Limits to accepting a new longest chain to prevent >50%

[CIYAM]

One of the concerns that has been raised several times about a >50% attack is that if blocks were not immediately published but instead kept secret whilst continuing to mine ahead then finally publishing all of the blocks at once to form a new longer chain invalidating all transactions that occurred before it was started (which could be all the way back to the last checkpoint).

Although perhaps not a very likely scenario such an attack would be a massive confidence destroyer - so I am wondering would it not be reasonable for a client to reject a new chain if it contains blocks that it hasn't seen that are much older than blocks in the chain it is already building on (or is this already the case)?

[1715591029]

1715591029

[Etlase2]

Although perhaps not a very likely scenario such an attack would be a massive confidence destroyer - so I am wondering would it not be reasonable for a client to reject a new chain if it contains blocks that it hasn't seen that are much older than blocks in the chain it is already building on (or is this already the case)?

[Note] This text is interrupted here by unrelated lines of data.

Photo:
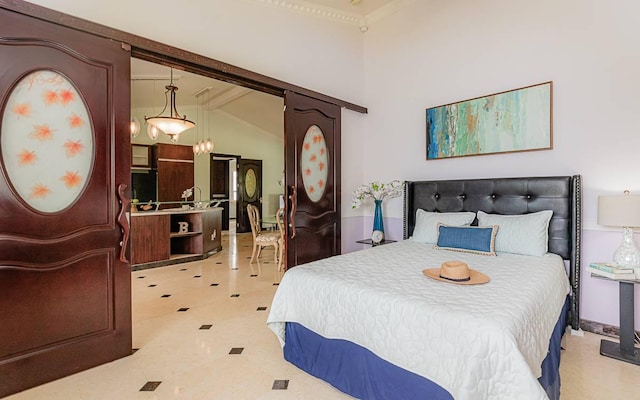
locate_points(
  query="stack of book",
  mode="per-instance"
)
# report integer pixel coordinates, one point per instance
(611, 271)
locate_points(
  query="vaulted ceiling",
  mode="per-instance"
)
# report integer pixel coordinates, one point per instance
(259, 110)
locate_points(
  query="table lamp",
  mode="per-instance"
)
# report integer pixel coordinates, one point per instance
(622, 211)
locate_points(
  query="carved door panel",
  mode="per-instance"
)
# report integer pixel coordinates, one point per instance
(65, 278)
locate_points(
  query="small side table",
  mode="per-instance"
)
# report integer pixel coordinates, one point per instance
(625, 350)
(370, 242)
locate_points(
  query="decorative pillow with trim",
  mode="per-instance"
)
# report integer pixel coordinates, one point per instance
(468, 239)
(526, 234)
(426, 229)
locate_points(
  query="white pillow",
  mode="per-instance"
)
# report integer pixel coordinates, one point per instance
(426, 230)
(526, 234)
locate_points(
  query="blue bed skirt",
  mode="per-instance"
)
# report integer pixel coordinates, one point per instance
(358, 372)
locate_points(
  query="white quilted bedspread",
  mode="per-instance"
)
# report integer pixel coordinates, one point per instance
(476, 341)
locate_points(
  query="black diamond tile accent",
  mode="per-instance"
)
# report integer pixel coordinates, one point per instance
(150, 386)
(280, 384)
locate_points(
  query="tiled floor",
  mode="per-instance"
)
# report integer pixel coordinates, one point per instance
(200, 333)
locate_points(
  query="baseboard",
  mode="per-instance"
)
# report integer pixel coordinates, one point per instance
(603, 329)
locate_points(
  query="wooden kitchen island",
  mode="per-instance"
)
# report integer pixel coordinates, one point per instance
(174, 236)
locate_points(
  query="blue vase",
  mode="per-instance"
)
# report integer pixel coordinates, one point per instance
(378, 225)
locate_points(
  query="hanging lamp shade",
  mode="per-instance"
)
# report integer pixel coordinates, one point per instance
(134, 126)
(174, 123)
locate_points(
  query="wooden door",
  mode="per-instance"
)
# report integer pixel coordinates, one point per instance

It could but it doesn't because "there can be only one". While this could be an attack of hashpower, it could also be an attack (or mishap) on the internet infrastructure that has caused a separation of mining powers for some time. When they rejoin, your solution would cause a fork that would have to be resolved by the users instead of by a computer.

[CIYAM]

While this could be an attack of hashpower, it could also be an attack (or mishap) on the internet infrastructure that has caused a separation of mining powers for some time. When they rejoin, your solution would cause a fork that would have to be resolved by the users instead of by a computer.

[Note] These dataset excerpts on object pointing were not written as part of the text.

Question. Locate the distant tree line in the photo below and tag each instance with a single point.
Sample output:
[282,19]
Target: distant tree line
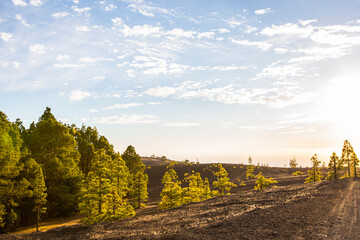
[193,188]
[59,170]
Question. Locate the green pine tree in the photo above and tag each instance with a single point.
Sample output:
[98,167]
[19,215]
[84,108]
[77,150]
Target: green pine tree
[250,169]
[171,192]
[347,151]
[314,172]
[335,165]
[262,182]
[39,194]
[55,149]
[222,184]
[138,177]
[206,190]
[12,187]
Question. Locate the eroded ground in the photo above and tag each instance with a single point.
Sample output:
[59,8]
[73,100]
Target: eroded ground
[323,210]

In the scenario above the fork has already happened *before* trying to apply my solution (i.e. as soon as the miners became separated you have forked) - but yes with my solution those forks would not be able to be rejoined (I think if they were big enough you'd still have a hell of a mess so the current system doesn't really help that much).

[Etlase2]

(I think if they were big enough you'd still have a hell of a mess so the current system doesn't really help that much).

A hell of a mess that has a dead simple solution - longest chain wins.

Is it the best solution? It certainly is an inelegant one, but it does fix the problem. I have suggested using a bitcoin days destroyed mechanic in addition to longest chain wins under attack-like scenarios, which doesn't even require a soft fork and would only be an incompatibility issue if the problem occurs, but people around here aren't too interested in straying from the satoshicode.

[CIYAM]

I understand (and respect) the need to be conservative and I guess in the end maybe it is not much different to having checkpoints every now and again but it just seems that disallowing a new longest chain (due to containing blocks that are too old) would be a more elegant (and automatically ongoing) way to prevent such a major reorg from occurring.

Also if I were (well actually I am) in China and had been running on a separate fork for the last year or so then I don't think I'd want to see my fork merged at all (so it may as well stay forked forever).

[Etlase2]

"Too old" is a subjective measure and will be disagreed upon. Not everyone is going to see everything at the same time. And disqualifying "too old" means you are accepting a permanent fork if there has been a network split for more than the "too old" amount of time.

[CIYAM]

Well consider coinbase rewards - you can spend them after a certain number (is it 100 or 120?) more blocks are added to your chain but if you were mining on the losing fork then such blocks are going to be discarded - if you have already *spent* those funds in the meantime then someone is going to be rather unhappy.

If Bitcoin thinks that 100/120 is the *safe* point to allow spending from coinbase then I would be proposing a figure that would be closely related to that (making it no more subjective than the limit already in place).

[kjj]

Right now, a new chain takes over as long as the embedded difficulty is at least one hash more than the currently known chain.

I have proposed many times that reorgs beyond a trivial depth should require exponential difficulty increases.  For example, we could say that a reorg of more than 10 blocks requires 1.02 times as much work, per block past 10, or dD=1.02^(blks-10).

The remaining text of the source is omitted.